Und außerdem haben mir, wie schon gesagt, viele den Rücken gestärkt und gesagt, ich solle ja nicht aufgeben.
Sie sind bekannt dafür, dass Sie das Herz auf der Zunge tragen. Werden Sie künftig erst drei Mal überlegen, ehe Sie etwas kommentieren?
Ich kann und will mich auf meine alten Tage nicht ändern. Dieses salbungsvolle Politikergerede liegt mir nicht. Aber ich habe mir vorgenommen, künftig, wenn mich die Presse anruft, etwas länger über eine Antwort nachzudenken.
Dem Vernehmen nach wollen Sie die anteilige Aufwandsentschädigung, die Sie als Fraktionsvorsitzender auch während ihrer freiwilligen Pause erhalten haben, spenden?

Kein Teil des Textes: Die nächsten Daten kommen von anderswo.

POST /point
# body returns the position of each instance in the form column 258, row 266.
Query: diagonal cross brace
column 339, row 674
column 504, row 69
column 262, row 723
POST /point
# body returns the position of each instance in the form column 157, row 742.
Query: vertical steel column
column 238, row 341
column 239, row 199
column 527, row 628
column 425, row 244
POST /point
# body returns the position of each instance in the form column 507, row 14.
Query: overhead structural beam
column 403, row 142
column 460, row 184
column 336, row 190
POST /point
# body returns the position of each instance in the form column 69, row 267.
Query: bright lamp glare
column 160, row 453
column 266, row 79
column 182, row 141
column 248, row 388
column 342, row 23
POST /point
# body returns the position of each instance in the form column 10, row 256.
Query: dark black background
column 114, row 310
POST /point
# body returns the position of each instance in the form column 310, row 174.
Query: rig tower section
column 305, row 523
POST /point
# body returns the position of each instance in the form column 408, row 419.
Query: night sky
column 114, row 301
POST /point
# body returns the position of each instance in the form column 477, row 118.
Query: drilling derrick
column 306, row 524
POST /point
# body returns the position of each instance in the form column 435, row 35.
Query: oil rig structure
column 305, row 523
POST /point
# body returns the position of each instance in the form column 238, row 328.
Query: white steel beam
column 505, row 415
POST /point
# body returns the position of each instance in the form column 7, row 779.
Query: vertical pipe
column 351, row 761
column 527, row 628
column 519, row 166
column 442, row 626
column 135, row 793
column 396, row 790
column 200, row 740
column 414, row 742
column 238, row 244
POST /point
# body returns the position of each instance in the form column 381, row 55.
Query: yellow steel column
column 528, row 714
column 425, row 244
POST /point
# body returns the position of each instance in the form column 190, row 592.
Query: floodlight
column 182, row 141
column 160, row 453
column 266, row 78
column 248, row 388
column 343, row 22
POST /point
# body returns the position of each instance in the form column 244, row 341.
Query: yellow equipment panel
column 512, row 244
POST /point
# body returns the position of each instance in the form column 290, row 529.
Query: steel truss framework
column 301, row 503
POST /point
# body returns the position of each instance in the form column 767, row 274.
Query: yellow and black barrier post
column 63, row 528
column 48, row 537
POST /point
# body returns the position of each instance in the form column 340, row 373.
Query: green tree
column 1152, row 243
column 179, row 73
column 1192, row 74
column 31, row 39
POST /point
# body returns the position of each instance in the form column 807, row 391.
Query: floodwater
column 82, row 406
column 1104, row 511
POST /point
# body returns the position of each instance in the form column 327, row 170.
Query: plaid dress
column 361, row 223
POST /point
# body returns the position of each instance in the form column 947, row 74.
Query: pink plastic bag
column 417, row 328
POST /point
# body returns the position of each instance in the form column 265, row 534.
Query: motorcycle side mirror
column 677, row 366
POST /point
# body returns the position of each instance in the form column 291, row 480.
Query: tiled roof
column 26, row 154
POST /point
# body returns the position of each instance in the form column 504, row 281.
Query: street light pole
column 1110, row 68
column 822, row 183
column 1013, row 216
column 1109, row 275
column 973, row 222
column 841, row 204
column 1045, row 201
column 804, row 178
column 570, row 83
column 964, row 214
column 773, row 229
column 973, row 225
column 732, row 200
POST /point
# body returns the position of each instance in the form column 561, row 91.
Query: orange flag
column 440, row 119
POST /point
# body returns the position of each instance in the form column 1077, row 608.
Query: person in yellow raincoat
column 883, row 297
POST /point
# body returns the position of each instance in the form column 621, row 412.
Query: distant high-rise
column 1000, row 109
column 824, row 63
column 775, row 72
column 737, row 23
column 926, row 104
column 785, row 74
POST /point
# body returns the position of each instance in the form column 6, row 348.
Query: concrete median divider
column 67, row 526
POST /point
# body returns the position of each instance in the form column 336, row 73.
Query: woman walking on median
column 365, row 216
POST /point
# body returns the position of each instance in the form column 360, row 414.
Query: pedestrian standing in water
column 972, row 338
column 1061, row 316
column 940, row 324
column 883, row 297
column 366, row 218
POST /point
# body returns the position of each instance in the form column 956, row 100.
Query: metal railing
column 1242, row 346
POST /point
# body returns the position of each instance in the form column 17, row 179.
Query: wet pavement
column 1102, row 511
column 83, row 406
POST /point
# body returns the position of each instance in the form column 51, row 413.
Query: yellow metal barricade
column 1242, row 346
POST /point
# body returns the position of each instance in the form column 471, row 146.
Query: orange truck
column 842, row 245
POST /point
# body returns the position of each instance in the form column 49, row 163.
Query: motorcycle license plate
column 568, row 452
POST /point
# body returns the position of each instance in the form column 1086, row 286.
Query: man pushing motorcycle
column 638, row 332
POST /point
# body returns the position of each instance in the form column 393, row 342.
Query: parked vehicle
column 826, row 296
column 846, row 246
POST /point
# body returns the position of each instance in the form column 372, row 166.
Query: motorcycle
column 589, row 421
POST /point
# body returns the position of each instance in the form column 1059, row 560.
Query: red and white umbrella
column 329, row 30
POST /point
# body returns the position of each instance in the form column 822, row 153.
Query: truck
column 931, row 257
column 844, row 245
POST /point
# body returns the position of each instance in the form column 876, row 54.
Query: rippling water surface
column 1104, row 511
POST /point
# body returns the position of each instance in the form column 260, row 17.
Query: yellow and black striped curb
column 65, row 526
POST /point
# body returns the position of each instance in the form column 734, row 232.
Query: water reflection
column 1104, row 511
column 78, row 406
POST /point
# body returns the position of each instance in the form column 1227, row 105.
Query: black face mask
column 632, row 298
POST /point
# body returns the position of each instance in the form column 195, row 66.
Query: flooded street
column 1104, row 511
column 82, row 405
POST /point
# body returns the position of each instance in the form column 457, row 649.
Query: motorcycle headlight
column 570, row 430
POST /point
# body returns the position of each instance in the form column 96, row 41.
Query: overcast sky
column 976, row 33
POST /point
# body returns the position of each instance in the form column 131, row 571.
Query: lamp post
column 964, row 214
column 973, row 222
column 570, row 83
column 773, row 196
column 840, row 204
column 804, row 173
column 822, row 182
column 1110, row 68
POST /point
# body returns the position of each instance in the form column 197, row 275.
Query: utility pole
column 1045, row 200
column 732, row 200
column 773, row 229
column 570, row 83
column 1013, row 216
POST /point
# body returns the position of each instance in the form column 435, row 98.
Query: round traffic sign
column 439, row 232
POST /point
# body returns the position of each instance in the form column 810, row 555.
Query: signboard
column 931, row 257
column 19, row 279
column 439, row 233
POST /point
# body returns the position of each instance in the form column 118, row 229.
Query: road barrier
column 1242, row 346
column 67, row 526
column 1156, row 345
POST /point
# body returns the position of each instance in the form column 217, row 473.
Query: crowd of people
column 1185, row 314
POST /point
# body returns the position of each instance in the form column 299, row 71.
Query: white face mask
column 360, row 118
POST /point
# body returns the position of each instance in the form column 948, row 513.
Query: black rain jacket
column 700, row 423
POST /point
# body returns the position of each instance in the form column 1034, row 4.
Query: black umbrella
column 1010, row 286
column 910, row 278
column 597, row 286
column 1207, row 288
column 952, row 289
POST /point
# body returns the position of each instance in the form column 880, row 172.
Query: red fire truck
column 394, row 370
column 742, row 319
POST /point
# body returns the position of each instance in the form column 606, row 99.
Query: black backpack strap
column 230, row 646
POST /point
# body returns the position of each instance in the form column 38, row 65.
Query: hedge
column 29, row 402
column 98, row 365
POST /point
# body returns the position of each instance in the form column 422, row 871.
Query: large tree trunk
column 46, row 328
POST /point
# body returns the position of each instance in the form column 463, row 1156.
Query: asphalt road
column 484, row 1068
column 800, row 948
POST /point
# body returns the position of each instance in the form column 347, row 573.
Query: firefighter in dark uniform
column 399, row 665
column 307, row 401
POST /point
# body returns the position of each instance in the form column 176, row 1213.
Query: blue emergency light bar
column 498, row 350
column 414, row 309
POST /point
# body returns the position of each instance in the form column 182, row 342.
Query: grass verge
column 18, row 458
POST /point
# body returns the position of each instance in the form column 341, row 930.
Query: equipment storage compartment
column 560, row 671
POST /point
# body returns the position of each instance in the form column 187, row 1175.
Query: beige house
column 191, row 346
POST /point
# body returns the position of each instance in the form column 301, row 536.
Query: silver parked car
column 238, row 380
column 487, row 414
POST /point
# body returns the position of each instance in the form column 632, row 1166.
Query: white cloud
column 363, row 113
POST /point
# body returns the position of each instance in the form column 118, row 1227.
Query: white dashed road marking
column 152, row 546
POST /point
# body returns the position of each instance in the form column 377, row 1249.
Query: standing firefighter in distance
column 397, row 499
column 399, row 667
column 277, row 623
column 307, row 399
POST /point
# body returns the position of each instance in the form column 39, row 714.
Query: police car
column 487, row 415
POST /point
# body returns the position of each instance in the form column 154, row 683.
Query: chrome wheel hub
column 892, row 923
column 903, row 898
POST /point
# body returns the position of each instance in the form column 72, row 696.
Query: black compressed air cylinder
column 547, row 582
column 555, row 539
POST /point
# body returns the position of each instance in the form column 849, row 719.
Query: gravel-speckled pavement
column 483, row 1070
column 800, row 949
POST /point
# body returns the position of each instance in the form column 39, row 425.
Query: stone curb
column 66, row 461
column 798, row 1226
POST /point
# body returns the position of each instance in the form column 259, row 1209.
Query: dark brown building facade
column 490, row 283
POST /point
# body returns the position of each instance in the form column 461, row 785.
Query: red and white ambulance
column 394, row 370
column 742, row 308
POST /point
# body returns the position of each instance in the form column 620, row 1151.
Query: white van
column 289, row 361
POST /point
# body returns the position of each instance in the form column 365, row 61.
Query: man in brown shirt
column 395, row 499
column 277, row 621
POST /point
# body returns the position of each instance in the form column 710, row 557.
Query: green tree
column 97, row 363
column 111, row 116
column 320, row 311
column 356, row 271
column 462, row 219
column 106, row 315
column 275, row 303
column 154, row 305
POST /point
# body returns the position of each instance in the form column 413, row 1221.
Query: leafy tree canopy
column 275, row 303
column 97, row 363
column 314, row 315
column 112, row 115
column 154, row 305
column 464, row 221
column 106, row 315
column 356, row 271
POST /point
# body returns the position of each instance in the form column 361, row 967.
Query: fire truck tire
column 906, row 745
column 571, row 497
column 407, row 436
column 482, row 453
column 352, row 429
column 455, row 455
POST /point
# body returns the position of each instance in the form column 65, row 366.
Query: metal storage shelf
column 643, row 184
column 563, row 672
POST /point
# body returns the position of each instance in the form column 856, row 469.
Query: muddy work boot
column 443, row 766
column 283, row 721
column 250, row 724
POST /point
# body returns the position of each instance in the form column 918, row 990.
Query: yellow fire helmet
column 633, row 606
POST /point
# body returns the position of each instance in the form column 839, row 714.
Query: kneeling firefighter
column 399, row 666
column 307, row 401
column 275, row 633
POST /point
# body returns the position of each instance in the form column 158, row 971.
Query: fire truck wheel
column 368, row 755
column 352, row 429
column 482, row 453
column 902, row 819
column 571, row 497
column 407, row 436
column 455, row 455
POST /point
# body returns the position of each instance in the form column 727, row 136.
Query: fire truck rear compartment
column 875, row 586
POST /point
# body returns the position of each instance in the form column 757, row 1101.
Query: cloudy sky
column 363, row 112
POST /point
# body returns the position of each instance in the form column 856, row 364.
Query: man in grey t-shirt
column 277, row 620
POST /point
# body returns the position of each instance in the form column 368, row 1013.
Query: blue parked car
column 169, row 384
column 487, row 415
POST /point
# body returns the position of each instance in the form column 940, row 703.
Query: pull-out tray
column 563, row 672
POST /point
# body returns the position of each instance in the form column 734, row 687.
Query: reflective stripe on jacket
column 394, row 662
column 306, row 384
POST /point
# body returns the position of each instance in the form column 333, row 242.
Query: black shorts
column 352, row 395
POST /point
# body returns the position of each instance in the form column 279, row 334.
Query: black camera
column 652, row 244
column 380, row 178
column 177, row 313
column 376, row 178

Ja, das stimmt. Ich will 1000 Euro für soziale Zwecke spenden. Das entspricht dem, was jeder Fraktionsvorsitzende im Monat mehr bekommt als ein "normaler" Stadtrat. Damit kein falscher Eindruck entsteht: Diese Aufwandsentschädigung muss selbstverständlich versteuert werden.
Hat sich Ihre Sicht auf die Sandkirchweih in den zurückliegenden vier Wochen verändert?
Ich hoffe, dass die Tatsache, dass das traditionsreiche Fest heuer ausfällt, dazu führt, all das, was in den letzten Jahren aus dem Ruder gelaufen ist, in Zukunft zu minimieren.